This is why I always wanted to kill myself

Hi my name is kaushal I am 25 year old computer science graduate and jobless by the time you are reading the post I might find one job and would recover from my surgery.

Speaking about my surgery it was necessary thing for me because last two year were a suffering for me. Not because I was having some issue with my stomach and pancreas but pressure from family friends and surrounding were also one reason that I wanted to end my life.

My dad never told me to work and support family and had never taken interest into my academics. What I am doing and what I am upto. He only told one thing after you complete your study than find a job I would sit at home with cup of tea and watch tv.

This sentence pressurized me more even after getting graduated, I am not able to find job.

My mom, she always looked at us like a money printing machine, she thought after getting graduate we would land at some big companies and earn lakhs. But it never happened.

She use to always tell me find job earn some money support family do any job. This sentence made me feel worthless. That how can she tell us to do any job. The reason behind it was heavy loan and some wrong investment done by her. This would need a complete different article on it which I would write later.

My brother he was the sole earner of the house use to work hard and even do overtime to support family.
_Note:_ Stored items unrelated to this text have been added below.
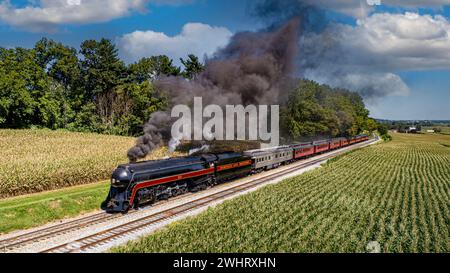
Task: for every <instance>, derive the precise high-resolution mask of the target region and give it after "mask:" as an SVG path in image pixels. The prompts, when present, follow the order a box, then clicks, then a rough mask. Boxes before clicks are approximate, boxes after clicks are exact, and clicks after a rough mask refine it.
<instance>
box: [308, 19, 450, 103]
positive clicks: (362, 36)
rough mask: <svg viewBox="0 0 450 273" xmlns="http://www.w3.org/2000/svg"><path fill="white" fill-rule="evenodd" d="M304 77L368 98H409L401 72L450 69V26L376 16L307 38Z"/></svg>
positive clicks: (406, 89)
mask: <svg viewBox="0 0 450 273" xmlns="http://www.w3.org/2000/svg"><path fill="white" fill-rule="evenodd" d="M301 47H302V52H303V55H302V59H301V60H300V66H301V71H302V72H303V74H304V75H305V76H306V77H308V78H312V79H316V80H318V81H320V82H324V83H328V84H330V85H332V86H340V87H346V88H350V89H353V90H358V91H359V92H360V93H361V94H363V95H364V96H365V97H366V98H369V99H370V98H377V97H380V96H385V95H388V94H395V95H407V94H409V88H408V86H407V85H406V84H405V83H404V82H403V81H402V79H401V78H400V77H399V76H398V75H396V73H397V71H411V70H431V69H450V22H449V21H448V20H447V19H446V18H444V17H442V16H439V15H437V16H431V15H419V14H417V13H411V12H407V13H404V14H389V13H382V14H373V15H371V16H369V17H367V18H365V19H361V20H358V22H357V25H356V26H350V25H342V24H335V25H331V26H329V27H328V28H327V29H326V30H325V31H324V32H322V33H318V34H317V33H307V34H305V35H304V36H303V37H302V41H301Z"/></svg>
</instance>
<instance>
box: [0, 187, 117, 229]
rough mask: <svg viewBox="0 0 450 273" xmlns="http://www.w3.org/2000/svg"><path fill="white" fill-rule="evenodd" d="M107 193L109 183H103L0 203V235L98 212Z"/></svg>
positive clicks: (33, 194)
mask: <svg viewBox="0 0 450 273" xmlns="http://www.w3.org/2000/svg"><path fill="white" fill-rule="evenodd" d="M108 190H109V183H107V182H102V183H95V184H89V185H82V186H76V187H72V188H66V189H63V190H58V191H52V192H46V193H39V194H32V195H29V196H21V197H15V198H10V199H4V200H0V233H8V232H11V231H14V230H20V229H27V228H32V227H37V226H40V225H43V224H46V223H48V222H52V221H56V220H61V219H64V218H68V217H73V216H77V215H80V214H82V213H86V212H91V211H95V210H98V209H99V208H100V204H101V202H102V201H103V200H104V199H105V197H106V195H107V194H108Z"/></svg>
He made me pack my bag and told to leave the house don’t stay here if you don’t find a job.

His intentions were not wrong even he had a lot of pressure from everywhere.

Looking at this all kaos I always thought I am worthless and it is better I throw my degree and kill my self.

This thing made me careless about my life and made me more sick from inside and slowly it got worst and It made me land in the hospital for chronic surgery.

Pressure from family is really difficult to handle it won’t let you do or achieve things and it diverts your focus. By as the time passes it gets worst and more pressure would create a situation to just end it. So this was the reason why I wanted to kill myself.